Update from 1.3.3 to 1.4.0

You can update your existing CDP Private Cloud Data Services 1.3.3 to 1.4.0 without requiring an uninstall.

  1. In Cloudera Manager, navigate to CDP Private Cloud Experiences 1.3.3 and click . Click Update.
  2. On the Getting Started page, you can select the Install method - Air Gapped or Internet and proceed.

    Internet install method

    Air Gapped install method

    Click Continue.

  3. On the Collect Information page, click Continue.
  4. On the Install Parcels page, click Continue.
  5. On the Update Progress page, you can see the progress of your update. Click Continueafter the update is complete .

    If you encounter an error message in the Upgrade Cluster Command output, during the Execute command Install Tolerations Webhook on service ECS-3 step that mentions a failure waiting for kube-proxy to come up, do the following:
    1. Log in using ssh to one of the ECS Server nodes and run the following command:
      /var/lib/rancher/rke2/bin/kubectl get nodes
      The output will look similar to the following:
      NAME                           STATUS     ROLES                       AGE     VERSION
      ecs-abc-1.vpc.myco.com   Ready      control-plane,etcd,master   4h50m   v1.21.8+rke2r2
      ecs-abc-2.vpc.myco.com   NotReady   <none>                      4h48m   v1.20.8+rke2r1
      ecs-abc-3.vpc.myco.com   Ready      <none>                      4h48m   v1.21.8+rke2r2
      ecs-abc-4.vpc.myco.com   NotReady   <none>                      4h48m   v1.20.8+rke2r1
      ecs-abc-5.vpc.myco.com   NotReady   <none>                      4h48m   v1.20.8+rke2r1 
      If any of the version numbers in the last column are lower than the expected version, reboot those nodes. (For example, v1.20.8 in the output above.)
    2. In the Command Output window, in the step that failed, click Resume.
  6. After the update is complete, the Summary page appears.

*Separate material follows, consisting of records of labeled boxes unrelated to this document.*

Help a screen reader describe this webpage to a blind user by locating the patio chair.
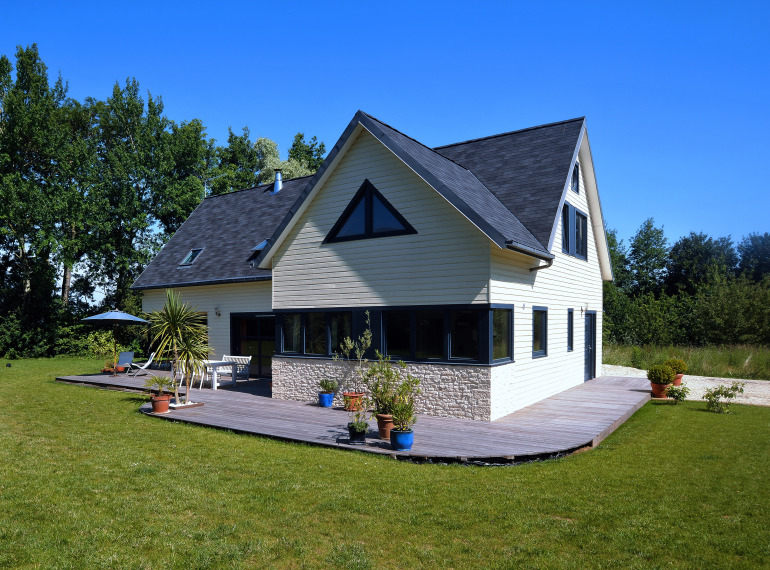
[128,352,155,376]
[115,351,134,374]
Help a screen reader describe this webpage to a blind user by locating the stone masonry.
[273,356,491,421]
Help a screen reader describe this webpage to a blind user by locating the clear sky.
[0,0,770,246]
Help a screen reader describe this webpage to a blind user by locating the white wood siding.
[272,131,490,309]
[490,162,602,419]
[142,281,272,358]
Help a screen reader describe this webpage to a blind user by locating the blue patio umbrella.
[83,309,150,376]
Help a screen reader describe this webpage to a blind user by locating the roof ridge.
[431,116,585,149]
[361,111,478,172]
[203,173,315,200]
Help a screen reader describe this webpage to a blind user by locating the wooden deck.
[57,374,650,464]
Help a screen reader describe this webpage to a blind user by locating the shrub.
[703,382,746,414]
[318,378,340,394]
[666,384,690,405]
[663,358,687,374]
[647,364,676,384]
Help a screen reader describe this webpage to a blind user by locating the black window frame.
[532,306,548,358]
[179,247,206,267]
[489,307,515,363]
[562,162,580,194]
[323,178,417,244]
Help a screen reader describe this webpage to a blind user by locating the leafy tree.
[738,232,770,281]
[289,133,326,172]
[666,232,738,295]
[628,218,668,295]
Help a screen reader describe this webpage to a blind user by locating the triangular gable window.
[324,180,417,243]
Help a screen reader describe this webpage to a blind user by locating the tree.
[289,133,326,172]
[148,289,207,402]
[738,232,770,281]
[666,232,738,295]
[628,218,668,295]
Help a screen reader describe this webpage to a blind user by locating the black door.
[230,314,275,378]
[583,312,596,380]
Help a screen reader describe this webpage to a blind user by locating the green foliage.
[647,364,676,384]
[144,374,172,396]
[391,373,421,431]
[147,289,211,402]
[666,383,690,404]
[663,358,687,374]
[318,378,340,394]
[703,382,746,414]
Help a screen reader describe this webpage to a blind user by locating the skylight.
[179,248,203,266]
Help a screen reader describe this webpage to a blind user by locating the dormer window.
[179,248,203,267]
[570,162,580,194]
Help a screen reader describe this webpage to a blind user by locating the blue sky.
[0,1,770,246]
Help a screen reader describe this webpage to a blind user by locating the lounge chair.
[129,352,155,376]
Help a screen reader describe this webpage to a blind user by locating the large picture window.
[532,307,548,358]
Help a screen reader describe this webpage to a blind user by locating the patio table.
[203,360,238,390]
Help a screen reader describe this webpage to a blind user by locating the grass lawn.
[0,358,770,568]
[602,343,770,380]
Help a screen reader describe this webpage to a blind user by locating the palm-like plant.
[148,289,210,402]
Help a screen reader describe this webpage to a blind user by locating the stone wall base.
[273,356,491,421]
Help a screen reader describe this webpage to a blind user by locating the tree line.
[604,218,770,346]
[0,44,326,356]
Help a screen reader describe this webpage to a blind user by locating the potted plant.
[390,373,420,451]
[348,396,372,445]
[318,378,340,408]
[333,311,372,412]
[364,351,406,440]
[663,358,687,386]
[647,364,676,398]
[144,375,171,414]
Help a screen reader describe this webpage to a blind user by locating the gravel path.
[603,364,770,406]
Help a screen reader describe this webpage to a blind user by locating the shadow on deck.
[57,371,650,465]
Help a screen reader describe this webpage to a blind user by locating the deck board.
[57,374,650,463]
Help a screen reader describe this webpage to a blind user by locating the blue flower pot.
[390,429,414,451]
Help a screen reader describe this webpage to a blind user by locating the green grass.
[602,344,770,380]
[0,359,770,568]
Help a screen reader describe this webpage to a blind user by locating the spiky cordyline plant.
[148,289,210,402]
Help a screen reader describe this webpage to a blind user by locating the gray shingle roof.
[132,176,310,289]
[434,117,585,247]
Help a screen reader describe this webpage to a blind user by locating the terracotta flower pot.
[376,414,393,441]
[150,394,171,414]
[342,392,364,412]
[650,382,671,398]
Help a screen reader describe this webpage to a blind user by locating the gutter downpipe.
[505,243,553,273]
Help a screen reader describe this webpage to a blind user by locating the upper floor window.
[179,248,203,265]
[324,180,417,243]
[562,162,580,194]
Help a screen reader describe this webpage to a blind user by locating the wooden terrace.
[57,371,650,464]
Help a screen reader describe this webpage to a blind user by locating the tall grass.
[603,344,770,380]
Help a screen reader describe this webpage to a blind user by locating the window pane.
[492,309,511,360]
[283,313,302,352]
[449,311,479,360]
[337,195,366,237]
[532,310,548,355]
[329,313,353,353]
[415,311,444,358]
[372,196,406,233]
[305,313,326,354]
[385,311,412,358]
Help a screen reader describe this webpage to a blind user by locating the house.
[133,111,612,420]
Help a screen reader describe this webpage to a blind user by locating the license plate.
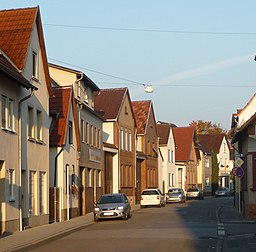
[104,213,114,216]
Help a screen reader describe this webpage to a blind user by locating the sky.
[0,0,256,130]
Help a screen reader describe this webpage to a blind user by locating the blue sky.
[0,0,256,130]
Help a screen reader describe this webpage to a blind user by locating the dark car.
[215,187,231,197]
[186,187,204,200]
[94,193,132,221]
[166,188,186,203]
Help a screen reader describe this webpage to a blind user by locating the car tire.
[123,212,128,220]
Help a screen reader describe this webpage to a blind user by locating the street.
[17,197,256,252]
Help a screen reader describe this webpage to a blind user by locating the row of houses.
[0,7,235,233]
[231,94,256,219]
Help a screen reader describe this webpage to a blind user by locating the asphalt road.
[25,197,230,252]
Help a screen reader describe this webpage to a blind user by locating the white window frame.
[32,51,38,80]
[36,110,43,141]
[8,169,15,202]
[39,171,46,214]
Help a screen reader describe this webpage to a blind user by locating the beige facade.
[21,25,50,227]
[49,64,104,215]
[0,72,23,234]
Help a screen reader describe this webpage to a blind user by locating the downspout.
[18,89,35,231]
[53,147,64,222]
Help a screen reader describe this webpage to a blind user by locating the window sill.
[36,139,44,145]
[9,198,15,202]
[28,136,36,143]
[32,76,39,83]
[2,127,17,135]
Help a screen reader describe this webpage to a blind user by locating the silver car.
[166,188,186,203]
[215,187,231,197]
[186,187,204,200]
[94,193,132,221]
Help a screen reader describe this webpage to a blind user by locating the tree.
[189,120,227,135]
[212,152,219,195]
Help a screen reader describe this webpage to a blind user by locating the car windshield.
[168,189,181,194]
[188,188,198,192]
[218,188,227,191]
[98,195,124,204]
[141,190,159,195]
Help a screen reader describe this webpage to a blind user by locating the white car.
[140,188,166,208]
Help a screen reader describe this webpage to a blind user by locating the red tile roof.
[0,52,37,89]
[0,7,51,95]
[0,8,37,70]
[50,87,80,150]
[197,134,225,154]
[94,88,128,120]
[157,123,171,145]
[173,127,196,162]
[132,100,152,134]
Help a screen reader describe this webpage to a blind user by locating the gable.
[0,7,52,95]
[173,127,195,161]
[94,88,127,120]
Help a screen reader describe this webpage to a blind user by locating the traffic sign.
[232,167,237,176]
[235,158,244,167]
[236,167,244,178]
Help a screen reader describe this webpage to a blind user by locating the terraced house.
[0,7,52,230]
[49,64,104,216]
[95,88,136,204]
[132,100,158,202]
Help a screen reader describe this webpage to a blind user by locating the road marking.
[218,223,225,236]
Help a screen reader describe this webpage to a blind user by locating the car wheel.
[123,212,128,220]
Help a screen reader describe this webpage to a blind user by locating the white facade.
[21,19,50,227]
[158,128,179,193]
[217,137,234,188]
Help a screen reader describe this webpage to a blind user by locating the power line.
[44,24,256,36]
[49,58,256,88]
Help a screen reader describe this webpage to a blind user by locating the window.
[36,110,43,140]
[28,107,35,138]
[8,99,14,130]
[98,130,101,149]
[128,130,132,152]
[29,171,36,214]
[98,171,102,187]
[93,127,97,147]
[32,52,38,79]
[87,169,93,187]
[1,95,7,129]
[81,119,85,143]
[171,150,174,163]
[85,122,90,144]
[1,95,14,131]
[68,121,73,144]
[39,172,46,214]
[204,158,210,168]
[9,169,15,201]
[90,125,93,145]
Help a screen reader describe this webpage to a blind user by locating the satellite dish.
[144,85,154,93]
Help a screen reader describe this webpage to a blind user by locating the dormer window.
[32,51,38,79]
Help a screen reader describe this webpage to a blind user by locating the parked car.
[215,187,231,197]
[94,193,132,221]
[186,187,204,200]
[166,188,186,203]
[140,188,166,208]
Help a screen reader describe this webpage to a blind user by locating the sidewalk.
[0,205,139,252]
[0,201,256,252]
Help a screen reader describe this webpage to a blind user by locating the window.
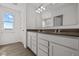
[3,13,14,29]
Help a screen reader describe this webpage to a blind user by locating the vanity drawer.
[51,36,79,49]
[38,49,48,56]
[38,38,48,47]
[39,44,48,53]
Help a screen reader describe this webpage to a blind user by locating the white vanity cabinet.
[49,43,77,56]
[38,33,79,56]
[38,36,49,56]
[28,32,79,56]
[27,32,37,54]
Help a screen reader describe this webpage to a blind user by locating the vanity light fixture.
[36,6,45,13]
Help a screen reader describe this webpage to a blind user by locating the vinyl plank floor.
[0,42,34,56]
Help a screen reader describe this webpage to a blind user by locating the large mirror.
[42,3,78,27]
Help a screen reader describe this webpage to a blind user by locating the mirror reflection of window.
[54,15,63,26]
[42,20,45,27]
[3,13,14,29]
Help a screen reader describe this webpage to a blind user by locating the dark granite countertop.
[27,29,79,37]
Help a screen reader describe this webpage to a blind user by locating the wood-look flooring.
[0,42,34,56]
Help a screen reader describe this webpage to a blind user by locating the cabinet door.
[27,32,32,49]
[32,36,37,54]
[49,43,77,56]
[38,37,49,56]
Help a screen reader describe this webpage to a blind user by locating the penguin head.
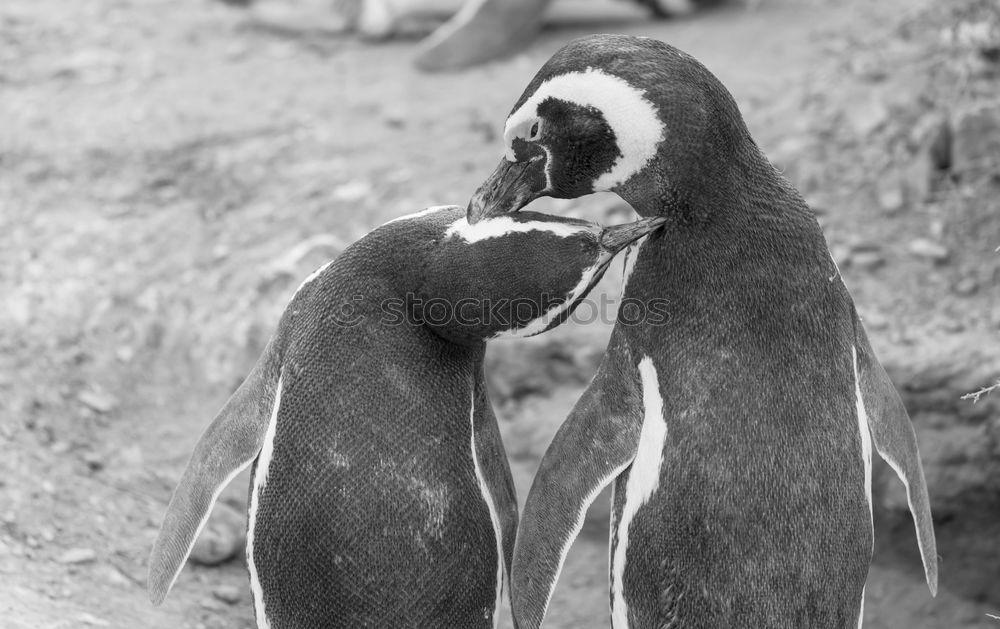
[468,35,752,223]
[386,207,663,343]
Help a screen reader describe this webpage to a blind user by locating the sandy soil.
[0,0,1000,629]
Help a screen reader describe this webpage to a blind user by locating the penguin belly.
[247,404,498,629]
[611,376,872,629]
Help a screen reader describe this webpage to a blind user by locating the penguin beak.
[600,216,667,254]
[466,154,548,225]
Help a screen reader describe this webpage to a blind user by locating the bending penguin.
[148,207,663,629]
[468,35,937,629]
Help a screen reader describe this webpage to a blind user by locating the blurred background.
[0,0,1000,629]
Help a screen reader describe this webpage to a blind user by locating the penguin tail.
[855,322,938,596]
[146,339,281,605]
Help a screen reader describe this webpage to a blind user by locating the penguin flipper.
[146,347,280,605]
[474,376,517,596]
[855,323,938,596]
[511,359,643,629]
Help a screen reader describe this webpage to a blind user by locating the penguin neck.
[617,128,780,226]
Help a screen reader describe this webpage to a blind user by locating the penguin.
[468,35,938,629]
[147,206,663,629]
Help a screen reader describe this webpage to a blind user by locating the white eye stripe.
[444,216,598,244]
[382,205,457,225]
[504,68,664,190]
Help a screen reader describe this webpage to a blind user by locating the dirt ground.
[0,0,1000,629]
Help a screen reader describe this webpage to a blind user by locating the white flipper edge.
[469,388,506,629]
[246,378,281,629]
[611,356,667,629]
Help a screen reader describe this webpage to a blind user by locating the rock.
[486,337,602,406]
[212,585,243,605]
[844,97,889,138]
[76,612,111,627]
[861,311,889,330]
[83,452,104,472]
[331,181,372,203]
[115,345,135,363]
[191,503,246,566]
[878,331,1000,517]
[951,277,979,297]
[76,389,118,414]
[56,548,97,565]
[850,251,885,271]
[910,112,952,170]
[875,177,906,213]
[906,238,951,264]
[952,101,1000,175]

You can now Launch CDP Private Cloud from here.

    Or you can navigate to the CDP Private Cloud Data Services page and click Open CDP Private Cloud Data Services.

    CDP Private Cloud Data Services opens up in a new window.
  • If you see a Longhorn Health Test message about a degraded Longhorn volume, wait for the cluster repair to complete.
  • After the upgrade, the version of YuniKorn may not match the version that should be used with Private Cloud version 1.3.4. The YuniKorn version should be: 0.10.4-b25. If this version is not deployed, do the following to correct this:
    1. Log in to any node with access to the ECS cluster using ssh. The user must have the correct administration privileges to execute these commands.
    2. Run the following command to find the YuniKorn scheduler pod:
      kubectl get pods -n yunikorn | grep yunikorn-scheduler
      The first value on the line is the scheduler pod ID. Copy that text and us it in the following command to describe the pod:
      kubectl describe pod **yunikorn-scheduler-ID** -n yunikorn : grep "Image:"
      A completed upgrade for 1.3.4 shows the image version:

      The correct version is 0.10.4-b25. If it still shows an older version like 0.10.3-b10, then the upgrade has failed.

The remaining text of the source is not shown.